OpenGL What makes OpenGL right handed?

This topic is 2840 days old which is more than the 365 day threshold we allow for new replies. Please post a new topic.

If you intended to correct an error in the post then please contact us.

Recommended Posts

Quote:
:(
Hehe :)

The image at the top of that page shows the view frustum in view space. The coordinate system as shown is right-handed, but that's just by convention; you could just as easily set it up to be left-handed (e.g. by building your own projection matrix and uploading it via glLoadMatrix(), or by performing the transform yourself in a shader).

After the division by w, the geometry is in normalized device coordinates, which are described here. Note that it says that the 'near clip plane will map to -1' and 'the far clip plane will map to 1'. In other words, normalized device coordinates are left-handed in OpenGL.

See also here, in the section titled 'The Projection Transform and Perspective Division'. The second diagram in that section shows the canonical view volume. Note the arrangement of the axes (left-handed). It also states that NDC are left-handed in the next paragraph.

As for clip space, unless I'm missing something very obvious, it is also left-handed. z values are clipped to the range -w (near) to w (far), which after division by w is transformed to the range [-1, 1].

So in short, I don't see anything there that indicates that clip space is right-handed in OpenGL.

Share this post


Link to post
Share on other sites
Quote:
Original post by jyk
So in short, I don't see anything there that indicates that clip space is right-handed in OpenGL.


Here's a test for you jyk - try running your right handed OpenGL/Direct3D engine through PIX and see what your post vertex shader values are. I'm willing to bet that they are represented in this space by a left handed system. If we could somehow use PIX with OpenGL, then I would guess they would be represented by a right handed system. It's precisely this space that I'm *guessing* makes DirectX/OpenGL left/right handed.

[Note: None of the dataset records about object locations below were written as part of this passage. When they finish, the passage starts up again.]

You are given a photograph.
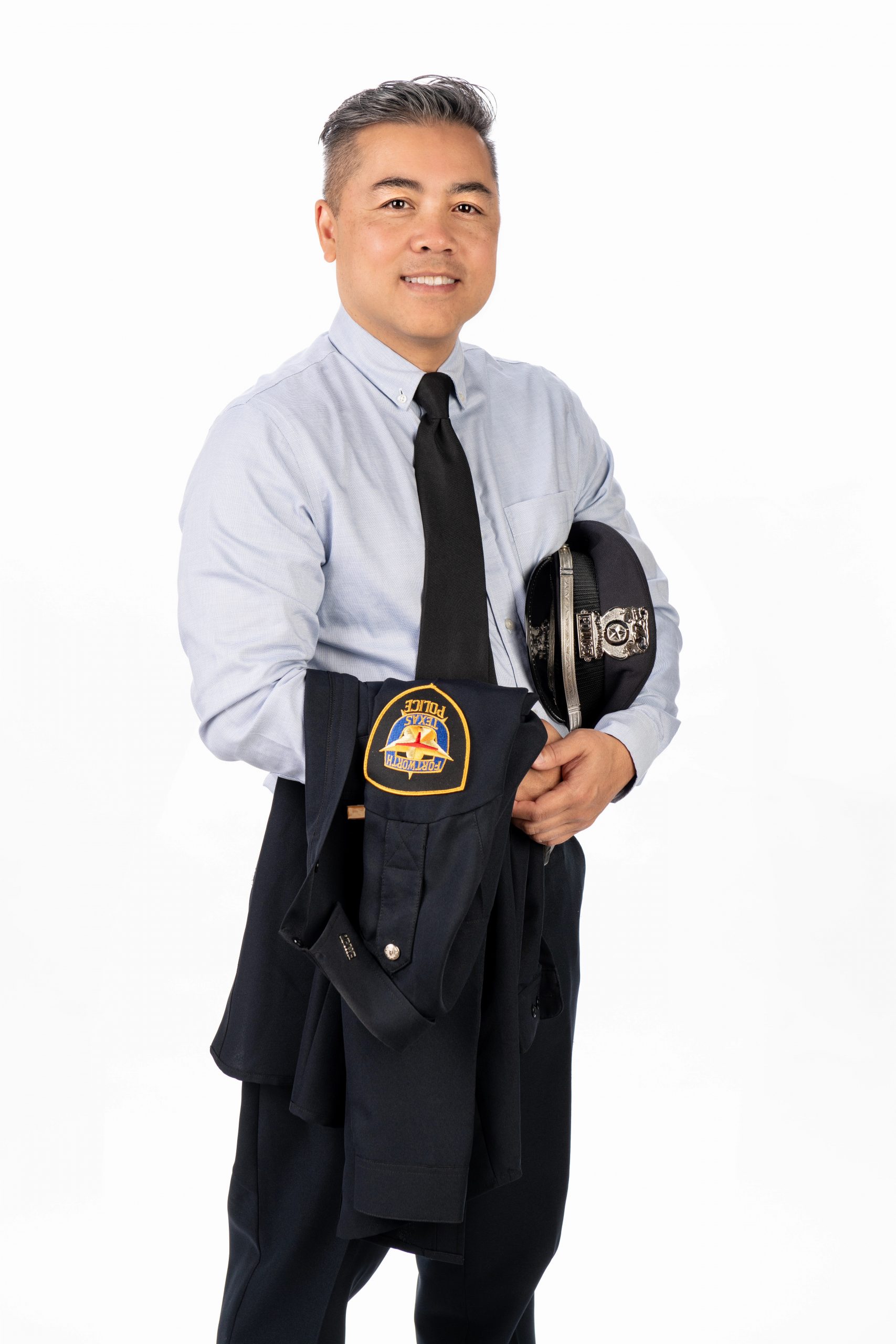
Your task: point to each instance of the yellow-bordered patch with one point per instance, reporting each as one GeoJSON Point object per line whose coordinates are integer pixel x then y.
{"type": "Point", "coordinates": [421, 748]}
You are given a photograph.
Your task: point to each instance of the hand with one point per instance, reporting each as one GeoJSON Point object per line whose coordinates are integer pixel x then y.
{"type": "Point", "coordinates": [593, 766]}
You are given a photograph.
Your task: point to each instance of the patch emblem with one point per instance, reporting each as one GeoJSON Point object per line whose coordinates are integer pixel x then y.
{"type": "Point", "coordinates": [419, 743]}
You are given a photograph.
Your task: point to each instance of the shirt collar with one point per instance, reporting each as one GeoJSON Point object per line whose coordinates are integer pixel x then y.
{"type": "Point", "coordinates": [385, 368]}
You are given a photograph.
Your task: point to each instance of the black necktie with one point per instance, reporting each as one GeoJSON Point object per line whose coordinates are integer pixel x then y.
{"type": "Point", "coordinates": [455, 622]}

I've just tried this using two Direct3D right handed engines and both are left handed when I look at the vertex shader output.

Thoughts?

Share this post


Link to post
Share on other sites
Quote:
Here's a test for you jyk - try running your right handed OpenGL/Direct3D engine through PIX and see what your post vertex shader values are. I'm willing to bet that they are represented in this space by a left handed system. If we could somehow use PIX with OpenGL, then I would guess they would be represented by a right handed system. It's precisely this space that I'm *guessing* makes DirectX/OpenGL left/right handed.

I've just tried this using two Direct3D right handed engines and both are left handed when I look at the vertex shader output.

Thoughts?
Honestly, I don't think that idea makes any sense. I haven't busted out PIX yet, but I will if I have to (I'm committed to this thread now - this is going to get resolved one way or another ;).

First, let me ask you this. Do you agree that normalized device coordinates are left-handed in OpenGL? For what it's worth, I've provided a couple of links to substantiate it, and I think it would probably be useful to establish this as a 'fact', at least for the purpose of this discussion.

I think we can also agree that prior to being transformed in the vertex shader, geometry is in whatever space we want it to be (left-handed, right-handed, etc.).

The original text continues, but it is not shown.